In [3]:
import numpy as np
import matplotlib.pyplot as plt
import pandas as pd
from sklearn import linear_model, datasets

In [4]:
# import some data to play with
iris = datasets.load_iris()
df = pd.DataFrame(np.c_[iris.data, iris.target], columns = ["Sepal Length", "Sepal Width", "Petal Length", "Petal Width", "Class"])

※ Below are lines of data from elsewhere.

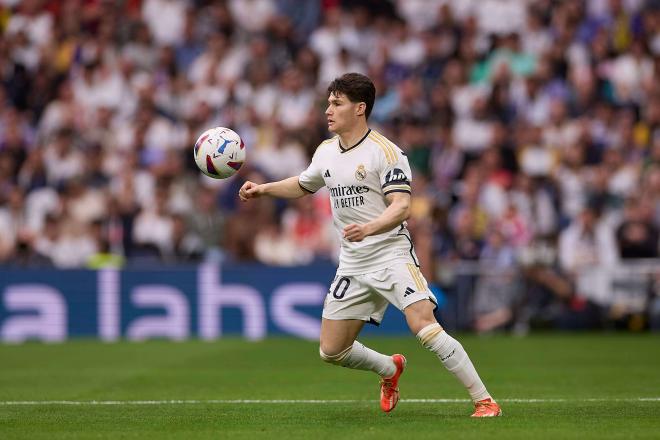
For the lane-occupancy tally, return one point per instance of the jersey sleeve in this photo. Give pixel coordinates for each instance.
(311, 180)
(395, 175)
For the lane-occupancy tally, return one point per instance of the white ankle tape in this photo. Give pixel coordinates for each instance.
(336, 359)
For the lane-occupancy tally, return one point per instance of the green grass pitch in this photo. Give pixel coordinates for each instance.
(558, 386)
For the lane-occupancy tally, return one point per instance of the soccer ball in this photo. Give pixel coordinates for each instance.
(219, 152)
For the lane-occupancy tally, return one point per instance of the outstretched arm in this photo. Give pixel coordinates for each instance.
(396, 212)
(285, 189)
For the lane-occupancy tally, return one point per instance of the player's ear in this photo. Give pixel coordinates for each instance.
(360, 109)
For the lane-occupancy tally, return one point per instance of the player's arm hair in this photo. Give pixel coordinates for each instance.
(397, 211)
(286, 189)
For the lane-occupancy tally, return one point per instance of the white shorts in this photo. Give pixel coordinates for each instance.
(366, 297)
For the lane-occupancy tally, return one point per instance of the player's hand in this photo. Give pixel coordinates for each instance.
(249, 190)
(355, 232)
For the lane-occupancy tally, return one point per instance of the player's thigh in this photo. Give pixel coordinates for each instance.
(402, 284)
(338, 334)
(420, 314)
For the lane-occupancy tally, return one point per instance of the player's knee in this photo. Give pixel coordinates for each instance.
(332, 356)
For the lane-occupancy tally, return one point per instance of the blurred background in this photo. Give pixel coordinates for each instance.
(532, 128)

data = np.c_[iris.data[:, :2], iris.target] # we only take the first two features.
np.random.shuffle(data)

test_training_split = 0.7

X = data[:, :2]  # we only take the first two features.
y = data[:, 2:]

X_training = X[:int(X.shape[0]*test_training_split),:]
y_training = y[:int(y.shape[0]*test_training_split)]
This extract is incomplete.